The brightly colored frogs live high in the mountains of the Atlantic Forest in southeastern Brazil and they are all members of the genus Brachycephalus.

There are now 28 known species of Brachycephalus, and most of them don't grow more than a centimeter in length, making them among the smallest known land vertebrates.

They even have special adaptations to accommodate their tiny size. Most of the species have two toes on each front foot and three toes on each back foot, compared with four on front and five on back that most frogs have.

They are active in the day and were mostly found buried in the leaf litter. Many of them have brightly colored yellow and orange skin. Researchers think these bright colors may warn predators of the potent neurotoxin found in their skin.  

The first member of the genus was described by the German naturalist Johann Baptist von Spix in 1842, but more than half of the known species have been discovered in the past decade.

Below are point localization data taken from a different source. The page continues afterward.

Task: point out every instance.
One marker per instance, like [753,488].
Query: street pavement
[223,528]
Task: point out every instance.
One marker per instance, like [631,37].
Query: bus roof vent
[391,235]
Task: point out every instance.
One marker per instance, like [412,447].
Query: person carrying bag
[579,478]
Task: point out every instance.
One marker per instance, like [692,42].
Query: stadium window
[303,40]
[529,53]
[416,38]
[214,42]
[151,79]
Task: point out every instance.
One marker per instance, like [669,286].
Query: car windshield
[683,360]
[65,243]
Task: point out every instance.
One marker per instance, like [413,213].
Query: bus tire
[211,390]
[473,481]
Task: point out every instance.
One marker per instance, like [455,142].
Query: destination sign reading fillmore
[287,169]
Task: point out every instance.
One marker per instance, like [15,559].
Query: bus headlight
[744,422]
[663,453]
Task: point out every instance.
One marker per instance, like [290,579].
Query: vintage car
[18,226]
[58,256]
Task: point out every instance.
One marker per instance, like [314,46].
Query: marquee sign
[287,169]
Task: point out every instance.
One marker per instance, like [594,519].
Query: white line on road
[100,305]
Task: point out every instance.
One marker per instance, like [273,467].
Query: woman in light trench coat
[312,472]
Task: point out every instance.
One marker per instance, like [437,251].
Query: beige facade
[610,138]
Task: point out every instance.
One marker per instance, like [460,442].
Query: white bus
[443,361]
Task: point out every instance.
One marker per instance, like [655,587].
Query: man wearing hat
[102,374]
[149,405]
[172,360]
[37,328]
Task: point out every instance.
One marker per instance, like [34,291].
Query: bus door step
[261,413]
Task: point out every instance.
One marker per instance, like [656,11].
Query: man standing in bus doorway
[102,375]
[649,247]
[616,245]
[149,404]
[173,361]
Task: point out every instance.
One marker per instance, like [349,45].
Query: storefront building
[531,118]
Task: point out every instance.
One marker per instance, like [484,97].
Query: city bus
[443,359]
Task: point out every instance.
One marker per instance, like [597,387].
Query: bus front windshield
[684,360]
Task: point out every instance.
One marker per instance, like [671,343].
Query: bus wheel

That's because they live in remote mountain sites that are difficult for scientists to get to.

In a paper published in the journal Peer J, the research team explained that the frogs are highly endemic, which means they can only be found in very specific areas.  

"These species tend to be isolated from one another by valleys of unsuitable habitats, essentially forming 'sky islands,' " the authors write in the study. 

This isolation has likely led to the formation of new species, and the authors say there are definitely more out there.

"This is only the beginning, especially given the fact that we have already found additional species that we are in the process of formally describing," said Luiz Riberio, a research associate at Brazil's Mater Natura Institute of Environmental Studies, in a statement.